But you know, I think you mentioned this before is that he was always crossing the line and kind of always commenting on the political landscape

not only in South Africa, but also where he saw atrocities occurring where he felt that people needed to pay attention as well. David, give me a sense

of some of the strong comments he's been made - he made before he retired.


MCKENZIE: Well, for many years after the end of apartheid, he was still there Eleni as a guiding voice for South Africa, whether the government

wanted it or not. And it was famously the moment where he was not invited to speak at Nelson Mandela's funeral.

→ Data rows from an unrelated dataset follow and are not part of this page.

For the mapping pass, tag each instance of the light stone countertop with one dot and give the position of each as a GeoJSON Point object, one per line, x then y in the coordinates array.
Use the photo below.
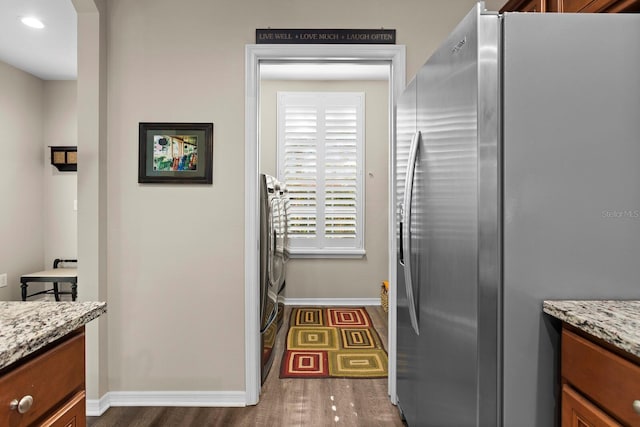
{"type": "Point", "coordinates": [27, 326]}
{"type": "Point", "coordinates": [614, 321]}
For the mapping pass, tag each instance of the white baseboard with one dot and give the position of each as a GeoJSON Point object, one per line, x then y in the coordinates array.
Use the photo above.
{"type": "Point", "coordinates": [97, 407]}
{"type": "Point", "coordinates": [334, 302]}
{"type": "Point", "coordinates": [212, 399]}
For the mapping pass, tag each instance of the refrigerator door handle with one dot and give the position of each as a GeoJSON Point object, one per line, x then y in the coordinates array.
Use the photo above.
{"type": "Point", "coordinates": [406, 229]}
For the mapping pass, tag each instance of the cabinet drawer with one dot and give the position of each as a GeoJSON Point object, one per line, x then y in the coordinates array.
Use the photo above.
{"type": "Point", "coordinates": [578, 411]}
{"type": "Point", "coordinates": [72, 414]}
{"type": "Point", "coordinates": [605, 378]}
{"type": "Point", "coordinates": [50, 379]}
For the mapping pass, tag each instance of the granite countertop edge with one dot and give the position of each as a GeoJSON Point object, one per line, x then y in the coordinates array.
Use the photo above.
{"type": "Point", "coordinates": [616, 322]}
{"type": "Point", "coordinates": [26, 327]}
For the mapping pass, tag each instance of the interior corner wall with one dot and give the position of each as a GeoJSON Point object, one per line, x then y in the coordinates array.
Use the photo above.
{"type": "Point", "coordinates": [21, 174]}
{"type": "Point", "coordinates": [340, 277]}
{"type": "Point", "coordinates": [176, 252]}
{"type": "Point", "coordinates": [60, 128]}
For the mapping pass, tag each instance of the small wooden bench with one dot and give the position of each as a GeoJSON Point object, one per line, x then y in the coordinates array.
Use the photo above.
{"type": "Point", "coordinates": [55, 276]}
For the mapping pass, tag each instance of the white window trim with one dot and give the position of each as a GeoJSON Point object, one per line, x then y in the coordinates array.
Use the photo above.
{"type": "Point", "coordinates": [395, 55]}
{"type": "Point", "coordinates": [322, 246]}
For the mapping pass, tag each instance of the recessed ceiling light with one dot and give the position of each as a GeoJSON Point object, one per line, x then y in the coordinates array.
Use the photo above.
{"type": "Point", "coordinates": [32, 22]}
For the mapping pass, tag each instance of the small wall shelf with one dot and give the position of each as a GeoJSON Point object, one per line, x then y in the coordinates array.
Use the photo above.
{"type": "Point", "coordinates": [65, 158]}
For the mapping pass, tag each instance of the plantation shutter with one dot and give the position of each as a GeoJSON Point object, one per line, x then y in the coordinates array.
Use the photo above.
{"type": "Point", "coordinates": [320, 159]}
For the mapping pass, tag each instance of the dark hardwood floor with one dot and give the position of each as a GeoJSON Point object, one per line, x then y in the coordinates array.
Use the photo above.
{"type": "Point", "coordinates": [283, 402]}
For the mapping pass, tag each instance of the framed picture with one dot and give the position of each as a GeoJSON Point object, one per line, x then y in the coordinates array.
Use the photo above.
{"type": "Point", "coordinates": [176, 153]}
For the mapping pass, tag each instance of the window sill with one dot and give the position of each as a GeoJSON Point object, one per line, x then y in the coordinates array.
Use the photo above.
{"type": "Point", "coordinates": [324, 253]}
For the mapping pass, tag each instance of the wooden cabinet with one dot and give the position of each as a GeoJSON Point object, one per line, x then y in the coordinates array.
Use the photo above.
{"type": "Point", "coordinates": [579, 412]}
{"type": "Point", "coordinates": [48, 388]}
{"type": "Point", "coordinates": [601, 386]}
{"type": "Point", "coordinates": [568, 6]}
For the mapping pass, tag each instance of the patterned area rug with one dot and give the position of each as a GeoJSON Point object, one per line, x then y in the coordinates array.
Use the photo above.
{"type": "Point", "coordinates": [338, 342]}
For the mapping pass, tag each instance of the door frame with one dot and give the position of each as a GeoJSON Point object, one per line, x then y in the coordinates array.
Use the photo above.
{"type": "Point", "coordinates": [254, 54]}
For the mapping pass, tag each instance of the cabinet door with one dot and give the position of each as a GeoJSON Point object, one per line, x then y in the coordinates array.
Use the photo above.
{"type": "Point", "coordinates": [71, 414]}
{"type": "Point", "coordinates": [579, 412]}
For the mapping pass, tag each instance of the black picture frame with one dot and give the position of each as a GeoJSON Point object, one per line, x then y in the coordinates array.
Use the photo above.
{"type": "Point", "coordinates": [175, 153]}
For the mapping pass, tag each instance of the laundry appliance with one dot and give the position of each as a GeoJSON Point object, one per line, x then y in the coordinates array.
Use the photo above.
{"type": "Point", "coordinates": [273, 257]}
{"type": "Point", "coordinates": [518, 179]}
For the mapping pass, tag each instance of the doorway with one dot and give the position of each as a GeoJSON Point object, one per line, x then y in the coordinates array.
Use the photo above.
{"type": "Point", "coordinates": [394, 56]}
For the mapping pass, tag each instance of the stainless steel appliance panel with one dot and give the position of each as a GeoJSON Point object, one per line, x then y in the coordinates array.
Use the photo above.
{"type": "Point", "coordinates": [407, 355]}
{"type": "Point", "coordinates": [447, 194]}
{"type": "Point", "coordinates": [571, 186]}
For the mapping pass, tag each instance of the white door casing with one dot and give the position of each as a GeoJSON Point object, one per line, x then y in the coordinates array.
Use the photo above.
{"type": "Point", "coordinates": [254, 54]}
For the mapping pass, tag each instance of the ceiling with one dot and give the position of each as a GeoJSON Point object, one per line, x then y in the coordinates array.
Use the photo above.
{"type": "Point", "coordinates": [49, 53]}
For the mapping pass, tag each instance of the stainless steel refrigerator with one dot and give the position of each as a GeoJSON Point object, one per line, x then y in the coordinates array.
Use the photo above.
{"type": "Point", "coordinates": [518, 180]}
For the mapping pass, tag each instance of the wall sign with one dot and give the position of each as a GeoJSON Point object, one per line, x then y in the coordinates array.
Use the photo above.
{"type": "Point", "coordinates": [324, 36]}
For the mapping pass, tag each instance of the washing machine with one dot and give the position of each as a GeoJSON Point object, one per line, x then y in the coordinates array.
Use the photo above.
{"type": "Point", "coordinates": [273, 257]}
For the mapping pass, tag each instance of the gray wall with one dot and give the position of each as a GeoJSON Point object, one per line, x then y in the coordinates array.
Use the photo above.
{"type": "Point", "coordinates": [37, 220]}
{"type": "Point", "coordinates": [340, 278]}
{"type": "Point", "coordinates": [161, 284]}
{"type": "Point", "coordinates": [21, 177]}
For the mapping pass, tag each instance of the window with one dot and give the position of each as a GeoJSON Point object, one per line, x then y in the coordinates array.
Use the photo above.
{"type": "Point", "coordinates": [321, 161]}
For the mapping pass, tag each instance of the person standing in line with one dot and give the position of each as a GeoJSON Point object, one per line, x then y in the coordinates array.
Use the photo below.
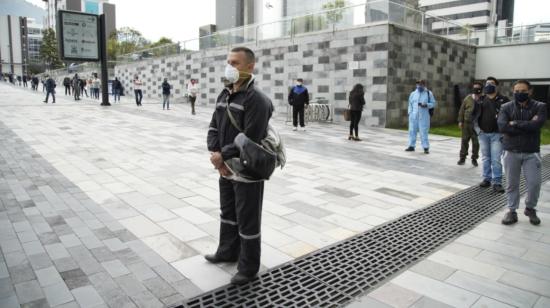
{"type": "Point", "coordinates": [356, 103]}
{"type": "Point", "coordinates": [485, 124]}
{"type": "Point", "coordinates": [67, 85]}
{"type": "Point", "coordinates": [76, 87]}
{"type": "Point", "coordinates": [97, 85]}
{"type": "Point", "coordinates": [420, 101]}
{"type": "Point", "coordinates": [117, 89]}
{"type": "Point", "coordinates": [137, 90]}
{"type": "Point", "coordinates": [166, 94]}
{"type": "Point", "coordinates": [240, 201]}
{"type": "Point", "coordinates": [49, 84]}
{"type": "Point", "coordinates": [466, 124]}
{"type": "Point", "coordinates": [192, 92]}
{"type": "Point", "coordinates": [520, 122]}
{"type": "Point", "coordinates": [298, 98]}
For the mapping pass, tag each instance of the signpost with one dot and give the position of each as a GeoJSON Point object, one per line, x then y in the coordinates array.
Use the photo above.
{"type": "Point", "coordinates": [82, 38]}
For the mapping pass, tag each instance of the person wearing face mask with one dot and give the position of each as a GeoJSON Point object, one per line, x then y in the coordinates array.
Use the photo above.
{"type": "Point", "coordinates": [298, 98]}
{"type": "Point", "coordinates": [520, 122]}
{"type": "Point", "coordinates": [466, 125]}
{"type": "Point", "coordinates": [485, 124]}
{"type": "Point", "coordinates": [420, 101]}
{"type": "Point", "coordinates": [240, 200]}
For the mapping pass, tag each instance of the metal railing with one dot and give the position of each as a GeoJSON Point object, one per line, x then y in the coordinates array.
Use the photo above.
{"type": "Point", "coordinates": [359, 15]}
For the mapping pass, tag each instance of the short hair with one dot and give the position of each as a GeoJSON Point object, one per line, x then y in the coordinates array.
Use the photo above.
{"type": "Point", "coordinates": [492, 79]}
{"type": "Point", "coordinates": [250, 57]}
{"type": "Point", "coordinates": [523, 81]}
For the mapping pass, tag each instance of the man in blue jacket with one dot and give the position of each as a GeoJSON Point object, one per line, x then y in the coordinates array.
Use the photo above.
{"type": "Point", "coordinates": [298, 98]}
{"type": "Point", "coordinates": [420, 101]}
{"type": "Point", "coordinates": [520, 122]}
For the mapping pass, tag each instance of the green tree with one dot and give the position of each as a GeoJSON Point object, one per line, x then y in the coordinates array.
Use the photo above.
{"type": "Point", "coordinates": [49, 50]}
{"type": "Point", "coordinates": [336, 12]}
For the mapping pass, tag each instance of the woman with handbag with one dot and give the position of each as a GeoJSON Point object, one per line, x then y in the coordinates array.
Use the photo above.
{"type": "Point", "coordinates": [356, 103]}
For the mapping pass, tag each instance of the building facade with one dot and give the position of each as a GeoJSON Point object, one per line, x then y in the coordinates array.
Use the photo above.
{"type": "Point", "coordinates": [86, 6]}
{"type": "Point", "coordinates": [476, 14]}
{"type": "Point", "coordinates": [13, 45]}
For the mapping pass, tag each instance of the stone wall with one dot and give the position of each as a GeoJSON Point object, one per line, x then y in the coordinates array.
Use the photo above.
{"type": "Point", "coordinates": [330, 64]}
{"type": "Point", "coordinates": [386, 59]}
{"type": "Point", "coordinates": [443, 63]}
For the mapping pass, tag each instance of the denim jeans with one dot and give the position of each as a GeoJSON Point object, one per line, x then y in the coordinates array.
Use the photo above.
{"type": "Point", "coordinates": [491, 152]}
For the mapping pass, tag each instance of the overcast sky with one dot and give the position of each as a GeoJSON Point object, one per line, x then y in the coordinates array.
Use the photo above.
{"type": "Point", "coordinates": [181, 19]}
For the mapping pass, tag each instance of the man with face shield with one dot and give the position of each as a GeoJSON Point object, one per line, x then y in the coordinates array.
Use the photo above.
{"type": "Point", "coordinates": [240, 200]}
{"type": "Point", "coordinates": [485, 124]}
{"type": "Point", "coordinates": [420, 101]}
{"type": "Point", "coordinates": [520, 122]}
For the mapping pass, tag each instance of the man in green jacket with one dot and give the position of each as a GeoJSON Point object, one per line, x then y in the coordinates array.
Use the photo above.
{"type": "Point", "coordinates": [466, 124]}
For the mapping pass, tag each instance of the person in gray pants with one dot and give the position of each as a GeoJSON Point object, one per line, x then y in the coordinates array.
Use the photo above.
{"type": "Point", "coordinates": [520, 122]}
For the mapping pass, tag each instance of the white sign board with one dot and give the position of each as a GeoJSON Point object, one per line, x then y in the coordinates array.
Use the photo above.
{"type": "Point", "coordinates": [79, 36]}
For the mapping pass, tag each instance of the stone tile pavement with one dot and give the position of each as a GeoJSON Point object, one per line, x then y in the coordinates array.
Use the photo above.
{"type": "Point", "coordinates": [104, 207]}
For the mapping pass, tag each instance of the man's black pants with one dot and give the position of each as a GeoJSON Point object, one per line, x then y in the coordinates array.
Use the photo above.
{"type": "Point", "coordinates": [298, 111]}
{"type": "Point", "coordinates": [241, 213]}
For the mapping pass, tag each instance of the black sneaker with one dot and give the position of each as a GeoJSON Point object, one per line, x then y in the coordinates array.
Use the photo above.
{"type": "Point", "coordinates": [485, 184]}
{"type": "Point", "coordinates": [498, 188]}
{"type": "Point", "coordinates": [532, 214]}
{"type": "Point", "coordinates": [510, 218]}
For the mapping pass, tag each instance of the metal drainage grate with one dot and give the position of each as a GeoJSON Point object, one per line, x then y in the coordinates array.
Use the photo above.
{"type": "Point", "coordinates": [335, 275]}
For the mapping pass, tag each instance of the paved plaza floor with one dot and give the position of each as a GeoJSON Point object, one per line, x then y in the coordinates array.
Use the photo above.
{"type": "Point", "coordinates": [116, 206]}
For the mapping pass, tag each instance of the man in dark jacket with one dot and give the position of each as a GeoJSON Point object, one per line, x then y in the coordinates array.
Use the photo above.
{"type": "Point", "coordinates": [240, 201]}
{"type": "Point", "coordinates": [485, 124]}
{"type": "Point", "coordinates": [49, 84]}
{"type": "Point", "coordinates": [466, 125]}
{"type": "Point", "coordinates": [298, 98]}
{"type": "Point", "coordinates": [67, 85]}
{"type": "Point", "coordinates": [166, 94]}
{"type": "Point", "coordinates": [520, 122]}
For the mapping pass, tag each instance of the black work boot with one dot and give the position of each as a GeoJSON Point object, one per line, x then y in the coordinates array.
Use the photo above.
{"type": "Point", "coordinates": [510, 218]}
{"type": "Point", "coordinates": [485, 184]}
{"type": "Point", "coordinates": [532, 214]}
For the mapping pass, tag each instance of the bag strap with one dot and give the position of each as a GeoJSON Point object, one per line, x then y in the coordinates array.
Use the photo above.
{"type": "Point", "coordinates": [232, 119]}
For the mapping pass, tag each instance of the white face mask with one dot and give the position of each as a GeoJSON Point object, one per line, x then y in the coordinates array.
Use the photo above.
{"type": "Point", "coordinates": [231, 74]}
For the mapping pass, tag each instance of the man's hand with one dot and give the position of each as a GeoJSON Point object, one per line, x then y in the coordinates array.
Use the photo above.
{"type": "Point", "coordinates": [216, 159]}
{"type": "Point", "coordinates": [224, 171]}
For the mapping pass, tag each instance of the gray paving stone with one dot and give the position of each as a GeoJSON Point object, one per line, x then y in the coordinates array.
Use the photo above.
{"type": "Point", "coordinates": [6, 288]}
{"type": "Point", "coordinates": [130, 284]}
{"type": "Point", "coordinates": [28, 291]}
{"type": "Point", "coordinates": [115, 268]}
{"type": "Point", "coordinates": [39, 261]}
{"type": "Point", "coordinates": [21, 273]}
{"type": "Point", "coordinates": [159, 287]}
{"type": "Point", "coordinates": [146, 299]}
{"type": "Point", "coordinates": [427, 302]}
{"type": "Point", "coordinates": [40, 303]}
{"type": "Point", "coordinates": [75, 278]}
{"type": "Point", "coordinates": [58, 294]}
{"type": "Point", "coordinates": [65, 264]}
{"type": "Point", "coordinates": [9, 302]}
{"type": "Point", "coordinates": [87, 296]}
{"type": "Point", "coordinates": [142, 271]}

Even though he was the man that introduced Mandela to the world at the Grand Parade close to where I'm standing right after he left prison in the

early 90s, he was snubbed in many ways from this celebration of Nelson Mandela because of the role of the ruling ANC and his criticism of that


I think since Cyril Ramaphosa, the President has come into power, there has been more of a willingness to publicly show respect and gratitude for the

man who did so much, who is always seen as a religious man, but was obviously deeply involved in politics, even if it was unpopular amongst

some people, including his support for the Dalai Lama.

He is his strong support for the Palestinian cause over the years of his public service. And his strong support as well for the LGBT community,

which he did, even when some people criticized him for what they said was him stepping outside of his balance. He was always willing to speak up for

what he believed was right, Eleni.

GIOKOS: Yes, David an irreplaceable man, thank you very much for joining us and giving us that update. Russian President Vladimir Putin is scheduled to

talk with U.S. President Joe Biden by phone later on Thursday.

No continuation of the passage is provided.